Rice Farmers Produce More With Less: On a national level, U.S. rice production has become increasingly efficient over the years, relying on fewer inputs to produce more rice. The rice industry is moving toward meeting increasing demand while achieving a reduced environmental impact for every 100 pounds of rice produced. America’s rice farmers produce more than 20 billion pounds of rice each year, providing 85 percent of the rice that is consumed in the United States.
The most recent Field to Market survey determined that from 1980 – 2015, U.S. Rice improved on measures of resource “efficiency,” with decreases (in per hundredweight) in land use (-39%); irrigation water (-52%); and energy use (-34%).
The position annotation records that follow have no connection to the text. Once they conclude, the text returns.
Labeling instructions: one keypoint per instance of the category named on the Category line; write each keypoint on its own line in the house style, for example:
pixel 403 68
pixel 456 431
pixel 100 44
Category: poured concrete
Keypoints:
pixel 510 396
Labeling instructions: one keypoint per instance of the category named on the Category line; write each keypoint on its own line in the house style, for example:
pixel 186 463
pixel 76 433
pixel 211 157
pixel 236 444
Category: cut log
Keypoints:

Sustainable Fishery Management: The United States is a recognized global leader in sustainable seafood. Marine fisheries in the U.S. are conducted under science-based fishery management plans. By law, U.S. seafood must be caught according to fishery management plans that consider social and economic outcomes for fishing communities; prevent overfishing; rebuild depleted stocks; minimize bycatch and interactions with protected species; and identify and conserve essential fish habitat.
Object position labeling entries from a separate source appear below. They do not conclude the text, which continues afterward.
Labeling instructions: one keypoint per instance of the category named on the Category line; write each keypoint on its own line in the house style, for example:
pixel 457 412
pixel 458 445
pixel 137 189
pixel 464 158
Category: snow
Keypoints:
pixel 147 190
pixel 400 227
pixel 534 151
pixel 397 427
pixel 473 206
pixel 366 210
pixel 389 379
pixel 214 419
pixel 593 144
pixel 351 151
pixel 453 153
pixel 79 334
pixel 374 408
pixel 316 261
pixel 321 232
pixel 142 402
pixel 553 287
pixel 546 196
The U.S. has more trees today than 70 years ago. In fact, over 1 billion seedlings are planted in the U.S. every year – the equivalent of 2.7 million trees every single day of the year. Modern forest management ensures not only that felled trees are replaced, but that every year more wood is grown in U.S. forests than is harvested.
Soybean Producers Demonstrate Sustainability through Conservation: U.S. soybean production is based on a national system of sustainability and conservation laws, regulations and guidelines, combined with careful implementation of best production practices on the nation’s 303,191 soybean farms. In addition, many soybean producers participate in numerous certified and audited voluntary sustainability and conservation programs.
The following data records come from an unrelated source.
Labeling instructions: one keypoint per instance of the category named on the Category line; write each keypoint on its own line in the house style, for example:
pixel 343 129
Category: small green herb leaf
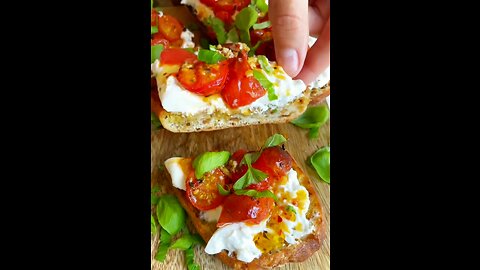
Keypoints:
pixel 259 26
pixel 261 5
pixel 219 28
pixel 222 191
pixel 233 35
pixel 245 37
pixel 256 194
pixel 262 79
pixel 313 117
pixel 321 162
pixel 246 18
pixel 262 59
pixel 190 258
pixel 274 140
pixel 156 50
pixel 291 209
pixel 209 161
pixel 153 228
pixel 165 239
pixel 170 214
pixel 210 57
Since the 1980s, the U.S. Soy sector has:
- Decreased energy use by 46% per bushel of U.S. soybean production;
- Decreased greenhouse gas emissions (GHG) by 43% per bushel of U.S. soybeans between 1980 and 2020;
- Decreased soil erosion by 34% per hectare of U.S. soy production between 1980 and 2020.
U.S. Wheat Farmers Work Every Day to Contribute to a Sustainable Future in Agriculture: Sustainability is reflected in agronomic practices, research and development, and transportation methods, all of which contribute to making the United States a sustainable source of wheat for export and domestic use. Sustainability is also about innovation—reducing inputs while producing better wheat varieties to increase yields and provide consistently high-quality wheat to customers around the world.